Il centro studi Confindustria rivede all'insù le previsioni sull'economia italiana: il Pil è stimato in crescita dello 0,8% nel 2015 e dell'1,4% nel 2016. A dicembre il Csc indicava una crescita rispettivamente dello 0,5% e dell'1,1%. 

"La dinamica del Pil – si legge nel rapporto "Venti a favore e freni straordinari" – è prevista in accelerazione nel secondo semestre di quest'anno e in graduale attenuazione nel 2016". L'incremento nel primo trimestre 2015 è risultato poco superiore a quanto previsto a dicembre (+0,3% contro +0,2%), ma la Confindustria si aspetta un'accelerazione maggiore nel secondo semestre dell'anno (+0,4%). 

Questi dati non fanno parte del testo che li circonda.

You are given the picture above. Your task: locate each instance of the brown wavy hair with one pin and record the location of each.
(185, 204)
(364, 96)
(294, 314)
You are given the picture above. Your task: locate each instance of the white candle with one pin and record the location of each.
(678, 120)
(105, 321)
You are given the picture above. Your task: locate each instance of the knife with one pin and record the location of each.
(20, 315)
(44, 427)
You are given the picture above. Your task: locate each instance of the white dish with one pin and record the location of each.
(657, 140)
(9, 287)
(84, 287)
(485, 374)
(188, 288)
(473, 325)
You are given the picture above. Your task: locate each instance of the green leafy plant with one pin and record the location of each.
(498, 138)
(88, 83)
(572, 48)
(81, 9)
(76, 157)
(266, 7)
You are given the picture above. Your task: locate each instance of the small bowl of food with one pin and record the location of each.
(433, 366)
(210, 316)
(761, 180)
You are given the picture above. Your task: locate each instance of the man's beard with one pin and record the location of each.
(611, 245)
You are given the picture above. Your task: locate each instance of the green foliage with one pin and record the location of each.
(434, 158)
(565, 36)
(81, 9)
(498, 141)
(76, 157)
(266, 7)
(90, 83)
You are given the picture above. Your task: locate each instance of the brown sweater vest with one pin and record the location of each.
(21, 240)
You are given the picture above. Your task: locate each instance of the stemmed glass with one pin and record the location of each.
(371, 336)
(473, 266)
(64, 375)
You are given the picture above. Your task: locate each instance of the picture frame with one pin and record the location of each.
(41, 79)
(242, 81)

Le nuove previsioni – sottolinea il Rapporto – "Appaiono prudenti e lasciano spazio a sorprese positive". La previsione per il 2015 è superiore a quella del Governo del 10 aprile scorso (+0,7%) e della Commissione europea del 5 maggio (+0,6%); in linea invece quelle per il 2016. Riparte anche la domanda di lavoro, che si rafforzerà progressivamente nella seconda metà del 2015 e per tutto il 2016.

Secondo il Csc i consumi delle famiglie vanno dal +0,3% del 2014 al +0,6% nel 2015 e al +1,2% nel 2016, restando del 6,8% più bassi che nel 2007. Ripartono gli investimenti: +1,2% e +2,9% il totale, +3% e +3,8% quelli in macchinari e mezzi di trasporto (-18% sui valori pre-crisi), ma ancora sofferenti quest'anno quelli in costruzioni (-0,5%) che saliranno l'anno venturo (+2,1%, ma ancora -33% rispetto al 2007). Secondo il Csc il rapporto deficit/pil scenderà al 2,7% nel 2015 e al 2% nel 2016. 

Nello scenario economico di giugno, il Csc parla di una finanza pubblica sotto controllo, con il debito pubblico che inizia a ripiegare in rapporto al Pil: 131,9% nel 2016, dal 132,7% di quest'anno. Le entrate fletteranno dal 47,7% del 2014 al 47,5% e al 47,2%, mentre le uscite passeranno da 50,7% a 50,2% e 49,3%. La pressione fiscale resterà quest'anno al 43% per scendere al 42,7% nel 2016. "La risalita è iniziata, ma sarà lunga e difficile.

Perciò la parola ripresa e' inappropriata, anche politicamente: è da evitare", spiega l'analisi del Centro Studi di Confindustria, secondo cui il 2015 è partito bene ma "la performance non e' quella che ci sarebbe stata in altri tempi, di fronte a così forti stimoli esterni". È quindi possibile parlare di "ripartenza" ma con la consapevolezza che non ci si può "fermare neanche un attimo per compiacersi dei segnali di recupero, per quanto chiari".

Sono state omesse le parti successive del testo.